Frank Øland, European analyst at Denmark's Danske Bank, has warned of the risks associated with Spain's imploding property market.
House prices in Spain dropped -4.2% in the last quarter of 2011, Øland said - the biggest fall ever. The challenge for the market is that there are still no sign of stabilisation in the country's housing market, and there is unlikely to be this year as the macroeconomic environment remains poor.
"The number of house purchaes is falling month-on-month as unemployment rises and the economy retreats. Vacancy rates are at a record high of 24.3% and the outlook is for recession throughout 2012. This makes it difficult to see what could stop house prices falling."
Øland said that the ECB's three-year loans to Spanish banks had helped.

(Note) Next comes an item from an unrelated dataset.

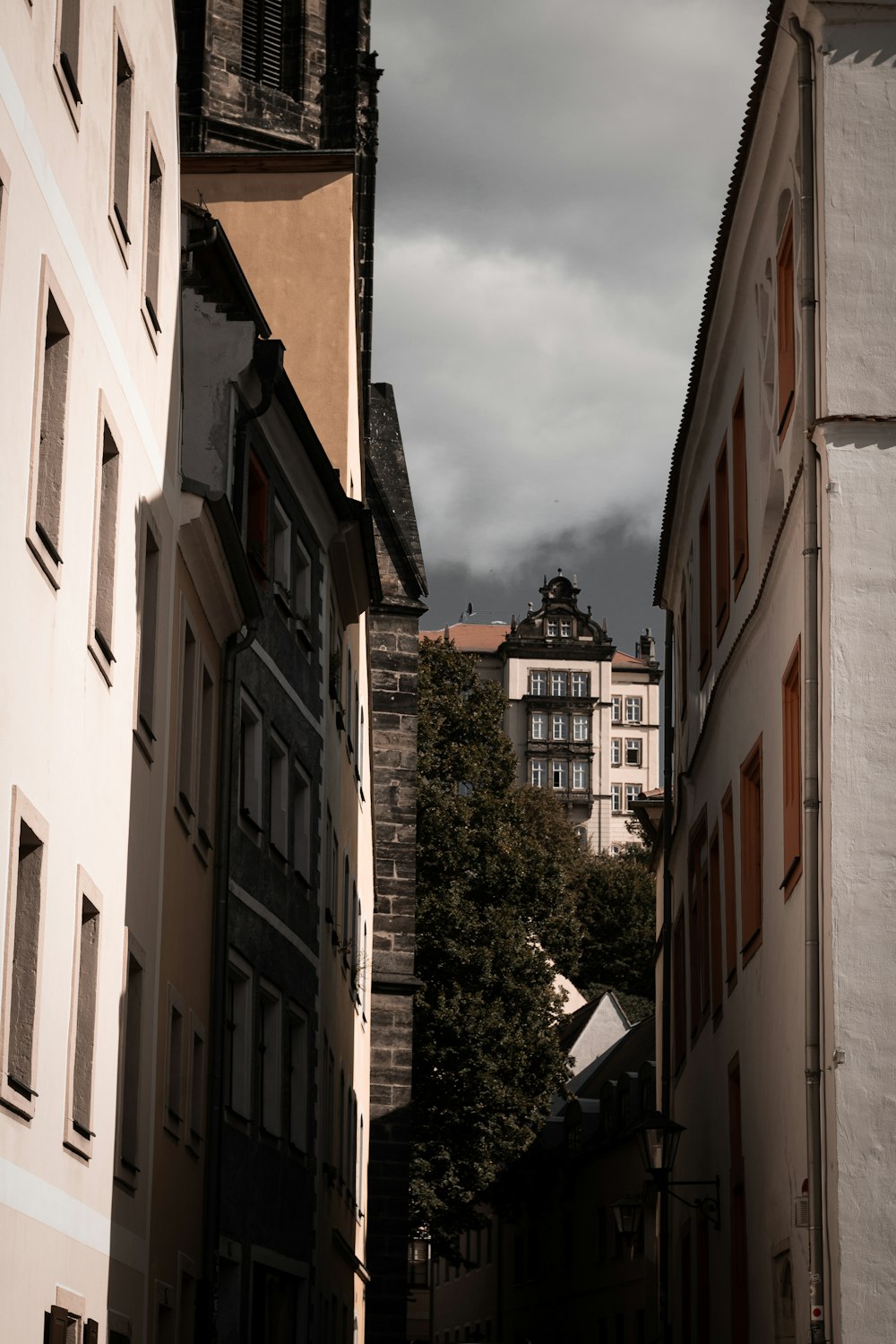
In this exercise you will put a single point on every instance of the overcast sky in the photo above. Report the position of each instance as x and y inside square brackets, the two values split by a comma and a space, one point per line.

However, these loans were more likely to be used to prop up the banks themselves - such as facilitating bigger provisions for their mortgage losses - rather than increase the volume of mortgate loans in the market.
Should the market continue its downward spiral, then Spain faces a worst case scenario of forcing the country to look outside for help in funding its sovereign debt. This is because banks could be on the hook for several hundred billion euros in respect of the Spanish property market. Solving that will require new capital, which would probably come from the government.
Spain's sovereign debt ratio of about 70% of GDP is much lower than, for example, the Greek one, so there is room for more spending. But a loss of €100bn on the property market would equate to about 10% of Spain's GDP. That is a lot of money, but it does not make Spain into another Greece, Øland said.